Genotype imputation has become a standard practice in modern genetic research to increase genome coverage and improve the accuracy of genomic selection (GS) and genome-wide association studies (GWAS). We assessed accuracies of imputing 60K genotype data from lower density single nucleotide polymorphism (SNP) panels using a small set of the most common sires in a population of 2140 white layer chickens. Several factors affecting imputation accuracy were investigated, including the size of the reference population, the level of the relationship between the reference and validation populations, and minor allele frequency (MAF) of the SNP being imputed.

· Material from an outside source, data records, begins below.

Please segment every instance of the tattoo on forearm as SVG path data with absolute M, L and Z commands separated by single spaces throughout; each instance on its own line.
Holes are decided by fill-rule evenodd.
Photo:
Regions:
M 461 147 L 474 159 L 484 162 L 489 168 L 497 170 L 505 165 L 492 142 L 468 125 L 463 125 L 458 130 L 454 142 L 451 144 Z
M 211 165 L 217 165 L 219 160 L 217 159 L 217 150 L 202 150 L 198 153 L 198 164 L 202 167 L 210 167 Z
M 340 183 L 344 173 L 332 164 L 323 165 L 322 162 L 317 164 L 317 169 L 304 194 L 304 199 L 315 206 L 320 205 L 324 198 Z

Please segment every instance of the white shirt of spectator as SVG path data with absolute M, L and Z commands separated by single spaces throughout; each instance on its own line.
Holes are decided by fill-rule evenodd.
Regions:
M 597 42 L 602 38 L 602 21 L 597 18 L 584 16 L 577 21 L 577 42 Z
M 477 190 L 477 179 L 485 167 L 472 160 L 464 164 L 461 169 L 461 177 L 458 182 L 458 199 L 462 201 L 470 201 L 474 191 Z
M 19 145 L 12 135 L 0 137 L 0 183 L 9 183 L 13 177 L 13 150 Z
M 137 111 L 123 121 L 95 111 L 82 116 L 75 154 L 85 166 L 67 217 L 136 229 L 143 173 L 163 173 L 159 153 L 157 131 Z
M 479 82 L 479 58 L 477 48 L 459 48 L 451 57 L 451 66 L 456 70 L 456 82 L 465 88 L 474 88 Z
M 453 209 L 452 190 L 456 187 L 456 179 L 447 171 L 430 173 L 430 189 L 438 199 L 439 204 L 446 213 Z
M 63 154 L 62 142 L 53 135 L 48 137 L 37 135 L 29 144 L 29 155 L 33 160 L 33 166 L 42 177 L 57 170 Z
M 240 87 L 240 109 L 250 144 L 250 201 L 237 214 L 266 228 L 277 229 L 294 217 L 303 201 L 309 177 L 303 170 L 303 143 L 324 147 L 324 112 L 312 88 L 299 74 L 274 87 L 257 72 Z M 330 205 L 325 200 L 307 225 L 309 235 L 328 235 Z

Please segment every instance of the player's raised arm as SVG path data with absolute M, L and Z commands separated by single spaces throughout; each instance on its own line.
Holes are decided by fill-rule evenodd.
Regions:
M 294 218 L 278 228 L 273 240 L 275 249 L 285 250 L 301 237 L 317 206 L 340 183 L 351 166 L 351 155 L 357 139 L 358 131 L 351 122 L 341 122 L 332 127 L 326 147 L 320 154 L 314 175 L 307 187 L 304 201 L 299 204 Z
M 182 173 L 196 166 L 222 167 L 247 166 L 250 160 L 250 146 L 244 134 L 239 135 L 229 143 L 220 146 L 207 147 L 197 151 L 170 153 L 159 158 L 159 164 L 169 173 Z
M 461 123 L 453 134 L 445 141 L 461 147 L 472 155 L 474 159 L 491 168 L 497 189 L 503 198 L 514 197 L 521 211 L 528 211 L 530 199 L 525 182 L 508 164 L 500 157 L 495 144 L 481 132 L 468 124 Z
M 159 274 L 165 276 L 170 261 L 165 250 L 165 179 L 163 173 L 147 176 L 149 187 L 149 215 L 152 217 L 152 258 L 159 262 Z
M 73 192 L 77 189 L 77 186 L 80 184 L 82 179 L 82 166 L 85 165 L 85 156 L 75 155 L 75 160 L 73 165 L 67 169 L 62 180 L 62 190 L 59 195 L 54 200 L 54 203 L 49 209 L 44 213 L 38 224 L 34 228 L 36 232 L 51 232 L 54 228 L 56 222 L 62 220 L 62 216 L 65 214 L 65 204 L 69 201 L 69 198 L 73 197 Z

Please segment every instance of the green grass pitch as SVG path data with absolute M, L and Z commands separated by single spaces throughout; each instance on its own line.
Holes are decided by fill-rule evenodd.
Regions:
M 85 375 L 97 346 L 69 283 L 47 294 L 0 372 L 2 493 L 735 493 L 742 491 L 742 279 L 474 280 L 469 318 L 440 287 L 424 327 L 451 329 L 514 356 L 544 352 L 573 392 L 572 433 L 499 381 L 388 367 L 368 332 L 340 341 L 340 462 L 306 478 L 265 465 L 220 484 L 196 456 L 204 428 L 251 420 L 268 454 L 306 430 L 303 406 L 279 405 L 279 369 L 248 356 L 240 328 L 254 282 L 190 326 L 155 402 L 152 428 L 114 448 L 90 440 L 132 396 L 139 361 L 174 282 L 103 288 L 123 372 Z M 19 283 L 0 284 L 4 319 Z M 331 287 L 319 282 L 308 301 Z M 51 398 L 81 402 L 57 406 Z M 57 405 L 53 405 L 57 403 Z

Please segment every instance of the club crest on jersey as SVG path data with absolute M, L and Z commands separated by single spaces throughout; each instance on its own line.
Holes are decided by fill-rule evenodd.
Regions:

The accuracy of imputation was assessed with different scenarios using 22 and 62 carefully selected reference animals (Ref 22 and Ref 62 ). Animal-specific imputation accuracy corrected for gene content was moderate on average (~ 0.80) in most scenarios and low in the 3K to 60K scenario. Maximum average accuracies were 0.90 and 0.93 for the most favourable scenario for Ref 22 and Ref 62 respectively, when SNPs were masked independent of their MAF. SNPs with low MAF were more difficult to impute, and the larger reference population considerably improved the imputation accuracy for these rare SNPs. When Ref 22 was used for imputation, the average imputation accuracy decreased by 0.04 when validation population was two instead of one generation away from the reference and increased again by 0.05 when validation was three generations away. Selecting the reference animals from the most common sires, compared with random animals from the population, considerably improved imputation accuracy for low MAF SNPs, but gave only limited improvement for other MAF classes. The allelic R 2 measure from Beagle software was found to be a good predictor of imputation reliability (correlation¿~¿0.8) when the density of validation panel was very low (3K) and the MAF of the SNP and the size of the reference population were not extremely small.
Even with a very small number of animals in the reference population, reasonable accuracy of imputation can be achieved. Selecting a set of the most common sires, rather than selecting random animals for the reference population, improves the imputation accuracy of rare alleles, which may be a benefit when imputing with whole genome re-sequencing data.